Doch die Chiralität beinhaltet mehr als einen geometrischen Unterschied. Enantiomere, die unterschiedlichen Versionen einer chiralen Verbindung, können sich auch in ihren Eigenschaften unterscheiden. Die Enantiomere pharmazeutischer Verbindungen variieren dabei von eher harmlosen Eigenschaften wie Geschmack und Geruch, bis hin zu drastischen Veränderungen in Toxizität oder pharmakologischer Wirkung. So kann ein Enantiomer ein ausgezeichnetes Pharmazeutikum sein, während das andere Isomer biologisch inaktiv oder im schlimmsten Fall sogar schädlich für den Patienten ist. Das prominenteste Beispiel dafür ist sicherlich Thalidomid (Contergan) (s. LP-Tipp).

Diese möglichen Unterschiede machen die zuverlässige Analyse und Trennung von chiralen pharmazeutischen Substanzen zu einer unbedingten Notwendigkeit für die Arzneimittel- und Patientensicherheit – während der Entwicklung neuer Therapeutika, aber auch in der Qualitätskontrolle von bestehenden pharmazeutischen Produkten.
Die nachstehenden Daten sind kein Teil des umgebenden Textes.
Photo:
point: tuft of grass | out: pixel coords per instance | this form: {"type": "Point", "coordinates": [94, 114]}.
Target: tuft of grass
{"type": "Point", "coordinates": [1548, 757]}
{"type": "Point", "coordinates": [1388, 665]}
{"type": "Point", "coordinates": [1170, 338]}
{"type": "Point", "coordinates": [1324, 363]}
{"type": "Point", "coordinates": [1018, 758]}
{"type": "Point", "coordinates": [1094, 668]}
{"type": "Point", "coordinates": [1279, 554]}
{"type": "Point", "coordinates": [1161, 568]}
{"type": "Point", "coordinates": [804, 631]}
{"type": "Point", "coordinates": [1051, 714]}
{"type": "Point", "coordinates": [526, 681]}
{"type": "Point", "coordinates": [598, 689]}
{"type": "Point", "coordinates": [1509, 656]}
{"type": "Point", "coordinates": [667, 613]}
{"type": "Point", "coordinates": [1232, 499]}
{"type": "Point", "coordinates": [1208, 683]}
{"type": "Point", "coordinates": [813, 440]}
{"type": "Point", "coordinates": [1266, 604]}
SFC für die Analyse chiraler Verbindungen

Seit ihrer Einführung in den 1980er Jahren wurde die SFC (supercritical fluid chromatography) aufgrund ihrer überragenden Eigenschaften gegenüber der herkömmlichen HPLC für die Trennung von chiralen Verbindungen verwendet. Überkritische Fluide vereinigen die Eigenschaften von Flüssigkeiten und Gasen und ermöglichen durch ihre niedrige Viskosität und gute Löslichkeit eine schnelle Chromatographie mit sehr guten Trenn­eigenschaften.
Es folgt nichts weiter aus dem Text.